The claimant argues that the ALJ's hypothetical questions to the VE were defective because they did not include all of the claimant's limitations or ask about "pain as a limiting factor." As an initial matter, the undersigned notes that a hypothetical question posed to a VE is not defective when the claimant or his representative does not object to limitations therein despite the ALJ giving them the opportunity to do so. See Hardman v. Colvin, 820 F.3d 142, 148-149 (5th Cir. 2016). At the hearing, the ALJ gave the claimant and his representative an opportunity to cross-examine the VE, but they did not ask any questions about "pain as a limiting factor," or otherwise attempt to correct alleged deficiencies in the hypothetical question. Additionally, the ALJ found that the claimant's statements concerning the intensity, persistence, and limiting effects of his symptoms, such as pain, were not fully supported prior to March 17, 2017 (Tr. 327). The record shows that the VE considered the restrictions and impairments the ALJ recognized and the record supported, and the claimant had the opportunity to question the VE. See Bowling v. Shalala, 36 F.3d 431, 436 (5th Cir. 1994). See also Adams v. Astrue, No. 08-0135, 2009 WL 774845, at *7-*8 (W.D. La. Mar. 24, 2009) (VE testimony provided substantial evidence supporting the step four finding). For these reasons, the claimant's VE-centered arguments are not persuasive.
Tr. 355-56.
Tr. 356-57.
Tr. 355-57.
CONCLUSION AND RECOMMENDATION
For the foregoing reasons, the undersigned finds that the ALJ applied appropriate legal standards in ruling on this case, and the ALJ's findings are based on substantial evidence in the record. Accordingly,
IT IS THE RECOMMENDATION of the undersigned that the decision of the Commissioner be AFFIRMED, and this matter dismissed with prejudice.

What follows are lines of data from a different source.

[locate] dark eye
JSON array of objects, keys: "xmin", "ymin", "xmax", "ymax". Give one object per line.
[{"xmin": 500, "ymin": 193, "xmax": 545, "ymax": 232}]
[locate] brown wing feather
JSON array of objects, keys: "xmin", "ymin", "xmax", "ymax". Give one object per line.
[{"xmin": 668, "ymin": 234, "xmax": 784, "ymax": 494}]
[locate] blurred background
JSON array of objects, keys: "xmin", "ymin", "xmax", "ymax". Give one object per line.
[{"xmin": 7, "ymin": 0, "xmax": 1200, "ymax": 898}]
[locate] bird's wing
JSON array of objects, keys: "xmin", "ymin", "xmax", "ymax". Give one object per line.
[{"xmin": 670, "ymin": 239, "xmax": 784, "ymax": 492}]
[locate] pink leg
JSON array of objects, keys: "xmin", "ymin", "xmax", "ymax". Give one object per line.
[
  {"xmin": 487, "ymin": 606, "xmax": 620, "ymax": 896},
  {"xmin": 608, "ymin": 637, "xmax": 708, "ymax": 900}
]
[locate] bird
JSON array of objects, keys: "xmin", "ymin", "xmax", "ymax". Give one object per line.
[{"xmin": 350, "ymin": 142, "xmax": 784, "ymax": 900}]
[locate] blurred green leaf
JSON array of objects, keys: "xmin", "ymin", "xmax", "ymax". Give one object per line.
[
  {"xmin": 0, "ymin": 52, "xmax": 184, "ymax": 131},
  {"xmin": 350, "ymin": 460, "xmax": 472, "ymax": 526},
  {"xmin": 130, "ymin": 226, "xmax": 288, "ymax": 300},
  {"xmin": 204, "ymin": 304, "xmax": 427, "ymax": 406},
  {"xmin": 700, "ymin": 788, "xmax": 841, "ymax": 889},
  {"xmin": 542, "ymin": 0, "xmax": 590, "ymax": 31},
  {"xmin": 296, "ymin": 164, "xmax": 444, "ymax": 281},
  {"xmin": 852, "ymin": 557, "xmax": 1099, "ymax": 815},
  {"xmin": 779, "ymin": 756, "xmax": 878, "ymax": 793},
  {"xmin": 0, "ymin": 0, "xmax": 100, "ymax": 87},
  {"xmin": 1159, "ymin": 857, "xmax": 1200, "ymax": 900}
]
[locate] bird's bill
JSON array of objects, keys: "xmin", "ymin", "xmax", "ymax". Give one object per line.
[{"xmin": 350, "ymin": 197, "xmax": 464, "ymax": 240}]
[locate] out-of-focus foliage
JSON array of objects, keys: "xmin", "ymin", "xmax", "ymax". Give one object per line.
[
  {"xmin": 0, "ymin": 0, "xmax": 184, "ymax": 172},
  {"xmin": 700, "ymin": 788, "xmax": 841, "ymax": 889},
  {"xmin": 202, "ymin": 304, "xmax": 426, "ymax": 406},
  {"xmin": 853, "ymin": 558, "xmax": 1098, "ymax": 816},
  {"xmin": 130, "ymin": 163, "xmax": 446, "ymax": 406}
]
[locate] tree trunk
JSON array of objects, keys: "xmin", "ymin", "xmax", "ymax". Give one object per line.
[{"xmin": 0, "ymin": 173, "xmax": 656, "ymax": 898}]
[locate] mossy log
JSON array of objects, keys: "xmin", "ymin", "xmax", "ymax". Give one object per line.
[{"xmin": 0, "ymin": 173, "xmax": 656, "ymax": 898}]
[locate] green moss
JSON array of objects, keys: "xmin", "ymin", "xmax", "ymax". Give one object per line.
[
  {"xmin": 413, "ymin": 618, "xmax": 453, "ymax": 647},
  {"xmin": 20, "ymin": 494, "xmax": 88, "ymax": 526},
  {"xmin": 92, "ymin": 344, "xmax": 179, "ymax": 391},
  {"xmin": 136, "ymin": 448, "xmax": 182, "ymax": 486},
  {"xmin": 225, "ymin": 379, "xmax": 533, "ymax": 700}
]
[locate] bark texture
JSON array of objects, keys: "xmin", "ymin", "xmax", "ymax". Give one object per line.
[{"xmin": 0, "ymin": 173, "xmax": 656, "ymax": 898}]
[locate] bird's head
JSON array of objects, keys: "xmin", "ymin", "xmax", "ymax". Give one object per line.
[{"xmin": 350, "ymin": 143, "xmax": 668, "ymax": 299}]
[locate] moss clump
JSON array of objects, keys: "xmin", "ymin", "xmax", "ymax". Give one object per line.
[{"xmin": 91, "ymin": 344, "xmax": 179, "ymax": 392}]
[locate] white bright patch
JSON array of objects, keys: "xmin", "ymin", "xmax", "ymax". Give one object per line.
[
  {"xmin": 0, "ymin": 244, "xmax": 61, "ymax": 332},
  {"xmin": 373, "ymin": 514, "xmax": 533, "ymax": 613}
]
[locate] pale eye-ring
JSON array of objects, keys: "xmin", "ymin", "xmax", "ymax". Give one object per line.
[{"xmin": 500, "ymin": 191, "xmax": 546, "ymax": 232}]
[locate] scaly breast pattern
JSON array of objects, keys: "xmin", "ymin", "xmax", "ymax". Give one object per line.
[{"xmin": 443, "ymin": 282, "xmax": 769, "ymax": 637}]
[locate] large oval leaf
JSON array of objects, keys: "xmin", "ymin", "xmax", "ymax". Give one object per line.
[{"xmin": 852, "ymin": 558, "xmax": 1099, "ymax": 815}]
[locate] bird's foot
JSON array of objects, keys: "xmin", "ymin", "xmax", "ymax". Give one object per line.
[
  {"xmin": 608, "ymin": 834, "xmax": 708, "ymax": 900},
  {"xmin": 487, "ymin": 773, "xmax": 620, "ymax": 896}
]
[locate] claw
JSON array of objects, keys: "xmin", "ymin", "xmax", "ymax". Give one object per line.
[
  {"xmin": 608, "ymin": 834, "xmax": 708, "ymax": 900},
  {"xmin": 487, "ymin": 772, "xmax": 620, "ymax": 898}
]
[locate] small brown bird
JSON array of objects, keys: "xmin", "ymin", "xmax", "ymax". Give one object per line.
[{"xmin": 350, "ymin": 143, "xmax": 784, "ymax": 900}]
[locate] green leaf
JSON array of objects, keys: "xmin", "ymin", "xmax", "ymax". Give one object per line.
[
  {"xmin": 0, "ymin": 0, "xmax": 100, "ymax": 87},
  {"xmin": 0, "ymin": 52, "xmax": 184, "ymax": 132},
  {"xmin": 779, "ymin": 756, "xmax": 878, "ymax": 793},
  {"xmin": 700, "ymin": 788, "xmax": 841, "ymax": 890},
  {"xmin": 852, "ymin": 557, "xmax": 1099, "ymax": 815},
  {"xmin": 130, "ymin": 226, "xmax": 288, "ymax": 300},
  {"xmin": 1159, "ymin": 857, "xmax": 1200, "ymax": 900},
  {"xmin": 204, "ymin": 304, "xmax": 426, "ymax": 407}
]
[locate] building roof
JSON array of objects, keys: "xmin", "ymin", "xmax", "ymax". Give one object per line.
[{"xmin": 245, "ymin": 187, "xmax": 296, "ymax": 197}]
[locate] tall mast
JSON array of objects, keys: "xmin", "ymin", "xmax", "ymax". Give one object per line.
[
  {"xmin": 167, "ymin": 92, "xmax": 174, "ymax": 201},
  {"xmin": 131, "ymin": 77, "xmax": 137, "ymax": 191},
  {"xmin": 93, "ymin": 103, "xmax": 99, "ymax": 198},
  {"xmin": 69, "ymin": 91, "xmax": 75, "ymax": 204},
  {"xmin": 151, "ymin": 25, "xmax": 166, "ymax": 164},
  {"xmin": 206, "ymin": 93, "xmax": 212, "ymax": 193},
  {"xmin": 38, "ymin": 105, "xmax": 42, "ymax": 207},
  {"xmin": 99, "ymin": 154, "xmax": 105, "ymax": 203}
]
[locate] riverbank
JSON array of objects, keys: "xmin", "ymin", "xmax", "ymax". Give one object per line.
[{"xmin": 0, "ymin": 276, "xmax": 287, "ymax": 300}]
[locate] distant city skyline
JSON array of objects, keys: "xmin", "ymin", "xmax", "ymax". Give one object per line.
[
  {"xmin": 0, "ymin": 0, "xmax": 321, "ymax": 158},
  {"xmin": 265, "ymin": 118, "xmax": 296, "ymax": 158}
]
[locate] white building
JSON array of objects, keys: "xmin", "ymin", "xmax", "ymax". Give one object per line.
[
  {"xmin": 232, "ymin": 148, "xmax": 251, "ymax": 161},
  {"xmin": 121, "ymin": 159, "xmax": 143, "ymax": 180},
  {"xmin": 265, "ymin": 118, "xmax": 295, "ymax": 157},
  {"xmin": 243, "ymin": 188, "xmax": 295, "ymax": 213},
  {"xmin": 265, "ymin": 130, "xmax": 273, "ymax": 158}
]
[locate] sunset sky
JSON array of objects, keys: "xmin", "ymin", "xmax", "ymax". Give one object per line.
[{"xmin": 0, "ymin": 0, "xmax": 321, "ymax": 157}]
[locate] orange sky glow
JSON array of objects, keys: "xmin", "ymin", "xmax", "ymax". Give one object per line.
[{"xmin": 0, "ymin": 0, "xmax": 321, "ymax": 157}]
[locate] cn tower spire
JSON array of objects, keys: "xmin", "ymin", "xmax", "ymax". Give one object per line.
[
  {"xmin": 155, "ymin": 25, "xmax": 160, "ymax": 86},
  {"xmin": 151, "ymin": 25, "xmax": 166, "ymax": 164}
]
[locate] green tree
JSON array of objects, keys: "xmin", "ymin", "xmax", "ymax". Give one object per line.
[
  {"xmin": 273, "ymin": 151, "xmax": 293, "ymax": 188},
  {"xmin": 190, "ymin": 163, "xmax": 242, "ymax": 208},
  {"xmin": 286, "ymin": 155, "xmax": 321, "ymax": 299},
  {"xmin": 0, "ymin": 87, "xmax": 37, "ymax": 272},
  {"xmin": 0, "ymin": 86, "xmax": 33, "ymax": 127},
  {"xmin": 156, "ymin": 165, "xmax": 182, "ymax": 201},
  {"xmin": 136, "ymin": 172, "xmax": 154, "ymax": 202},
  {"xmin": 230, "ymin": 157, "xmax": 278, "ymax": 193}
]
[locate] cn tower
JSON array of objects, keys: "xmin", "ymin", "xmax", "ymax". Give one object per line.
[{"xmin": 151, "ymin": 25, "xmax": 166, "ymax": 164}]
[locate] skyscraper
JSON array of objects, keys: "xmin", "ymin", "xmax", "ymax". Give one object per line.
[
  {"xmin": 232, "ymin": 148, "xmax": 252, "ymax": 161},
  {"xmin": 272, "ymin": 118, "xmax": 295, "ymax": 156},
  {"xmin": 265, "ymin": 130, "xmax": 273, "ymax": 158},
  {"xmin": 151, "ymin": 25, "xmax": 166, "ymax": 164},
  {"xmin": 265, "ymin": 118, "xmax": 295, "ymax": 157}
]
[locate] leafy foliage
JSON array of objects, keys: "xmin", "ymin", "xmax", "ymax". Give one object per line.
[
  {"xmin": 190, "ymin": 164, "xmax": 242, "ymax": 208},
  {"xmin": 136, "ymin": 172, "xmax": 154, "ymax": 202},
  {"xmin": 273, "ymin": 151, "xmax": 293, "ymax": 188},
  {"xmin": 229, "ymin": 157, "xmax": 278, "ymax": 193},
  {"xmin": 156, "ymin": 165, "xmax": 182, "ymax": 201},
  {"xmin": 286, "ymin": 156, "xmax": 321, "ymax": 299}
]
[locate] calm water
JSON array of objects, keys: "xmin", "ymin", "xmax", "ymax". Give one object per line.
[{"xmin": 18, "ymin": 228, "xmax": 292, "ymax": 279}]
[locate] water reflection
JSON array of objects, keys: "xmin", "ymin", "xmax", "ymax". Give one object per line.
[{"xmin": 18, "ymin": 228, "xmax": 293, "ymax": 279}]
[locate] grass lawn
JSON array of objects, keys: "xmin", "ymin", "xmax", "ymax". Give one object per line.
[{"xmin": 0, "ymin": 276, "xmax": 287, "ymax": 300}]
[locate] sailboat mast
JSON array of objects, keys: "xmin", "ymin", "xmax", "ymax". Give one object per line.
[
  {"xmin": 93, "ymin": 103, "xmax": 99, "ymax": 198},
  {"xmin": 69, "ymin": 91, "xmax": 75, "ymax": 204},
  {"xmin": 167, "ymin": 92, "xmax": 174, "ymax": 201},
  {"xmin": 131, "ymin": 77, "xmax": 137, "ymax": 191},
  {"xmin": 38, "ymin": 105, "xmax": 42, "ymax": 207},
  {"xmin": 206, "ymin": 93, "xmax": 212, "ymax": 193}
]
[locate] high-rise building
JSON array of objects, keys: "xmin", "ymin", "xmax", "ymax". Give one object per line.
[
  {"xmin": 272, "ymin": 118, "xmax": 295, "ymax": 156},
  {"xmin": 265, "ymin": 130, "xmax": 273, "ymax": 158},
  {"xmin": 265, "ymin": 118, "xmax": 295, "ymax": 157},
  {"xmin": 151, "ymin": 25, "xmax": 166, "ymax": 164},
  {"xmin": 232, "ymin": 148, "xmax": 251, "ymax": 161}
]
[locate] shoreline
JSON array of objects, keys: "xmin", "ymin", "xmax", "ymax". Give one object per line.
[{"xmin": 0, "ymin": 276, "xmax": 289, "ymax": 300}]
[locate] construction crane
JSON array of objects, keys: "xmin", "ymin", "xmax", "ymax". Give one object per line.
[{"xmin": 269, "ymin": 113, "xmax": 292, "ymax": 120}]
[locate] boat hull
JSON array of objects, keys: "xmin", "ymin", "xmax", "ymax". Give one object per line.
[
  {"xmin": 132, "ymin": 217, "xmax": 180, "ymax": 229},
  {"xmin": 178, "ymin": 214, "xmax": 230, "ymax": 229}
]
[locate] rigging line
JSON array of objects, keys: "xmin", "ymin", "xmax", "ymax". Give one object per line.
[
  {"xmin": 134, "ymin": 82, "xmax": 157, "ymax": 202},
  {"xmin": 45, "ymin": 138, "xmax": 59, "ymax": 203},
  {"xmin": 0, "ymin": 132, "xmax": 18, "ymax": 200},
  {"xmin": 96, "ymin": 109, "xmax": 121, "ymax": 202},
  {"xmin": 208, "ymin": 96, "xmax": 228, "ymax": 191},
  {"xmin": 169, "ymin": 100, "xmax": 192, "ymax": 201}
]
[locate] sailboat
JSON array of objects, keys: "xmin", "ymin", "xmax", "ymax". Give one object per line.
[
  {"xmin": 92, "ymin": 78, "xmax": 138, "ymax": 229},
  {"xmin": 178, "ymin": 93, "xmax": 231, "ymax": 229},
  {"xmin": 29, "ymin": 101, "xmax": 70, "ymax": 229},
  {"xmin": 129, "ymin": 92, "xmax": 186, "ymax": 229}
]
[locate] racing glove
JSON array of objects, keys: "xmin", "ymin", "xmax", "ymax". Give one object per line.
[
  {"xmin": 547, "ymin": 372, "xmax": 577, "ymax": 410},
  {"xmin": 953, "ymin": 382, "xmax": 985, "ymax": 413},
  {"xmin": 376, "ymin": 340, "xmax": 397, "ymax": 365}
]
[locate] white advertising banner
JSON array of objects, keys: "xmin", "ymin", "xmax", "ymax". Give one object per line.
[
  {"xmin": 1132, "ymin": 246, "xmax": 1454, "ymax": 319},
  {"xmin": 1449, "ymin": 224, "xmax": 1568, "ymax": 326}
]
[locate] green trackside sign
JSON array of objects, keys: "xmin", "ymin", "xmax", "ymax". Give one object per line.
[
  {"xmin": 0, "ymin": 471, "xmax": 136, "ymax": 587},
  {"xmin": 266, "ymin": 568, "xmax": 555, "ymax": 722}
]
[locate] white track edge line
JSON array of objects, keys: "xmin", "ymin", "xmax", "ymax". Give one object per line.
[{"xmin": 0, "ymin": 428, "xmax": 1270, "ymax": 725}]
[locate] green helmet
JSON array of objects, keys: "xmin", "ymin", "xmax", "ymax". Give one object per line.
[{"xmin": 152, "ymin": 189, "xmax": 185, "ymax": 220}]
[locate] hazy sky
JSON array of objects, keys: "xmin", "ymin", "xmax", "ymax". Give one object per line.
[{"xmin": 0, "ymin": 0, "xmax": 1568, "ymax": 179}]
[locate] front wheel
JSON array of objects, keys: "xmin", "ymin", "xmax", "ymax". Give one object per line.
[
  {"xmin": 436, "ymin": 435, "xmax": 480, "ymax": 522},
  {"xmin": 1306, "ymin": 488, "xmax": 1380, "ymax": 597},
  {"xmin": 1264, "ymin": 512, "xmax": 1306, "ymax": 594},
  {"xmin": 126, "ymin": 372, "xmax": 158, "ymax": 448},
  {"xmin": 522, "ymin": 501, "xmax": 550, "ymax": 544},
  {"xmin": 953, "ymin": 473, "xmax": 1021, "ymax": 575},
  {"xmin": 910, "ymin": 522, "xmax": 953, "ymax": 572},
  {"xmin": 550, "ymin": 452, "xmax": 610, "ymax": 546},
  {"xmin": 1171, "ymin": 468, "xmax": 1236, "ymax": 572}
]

Under the provisions of 28 U.S.C. § 636(b)(1)(C) and Rule Fed. R. Civ. P. 72(b), parties aggrieved by this recommendation have fourteen days from receipt of this report and recommendation to file specific, written objections with the Clerk of Court. A party may respond to another party's objections within fourteen days after receipt of a copy of any objections or responses to the district judge at the time of filing.
Failure to file written objections to the proposed factual findings and/or the proposed legal conclusions reflected in the report and recommendation within fourteen days following the date of receipt, or within the time frame authorized by Fed. R. Civ. P. 6(b) shall bar an aggrieved party from attacking either the factual findings or the legal conclusions accepted by the district court, except upon grounds of plain error. See Douglass v. United Services Automobile Association, 79 F.3d 1415 (5th Cir. 1996).
THUS DONE in Chambers on this 24th day of February, 2020.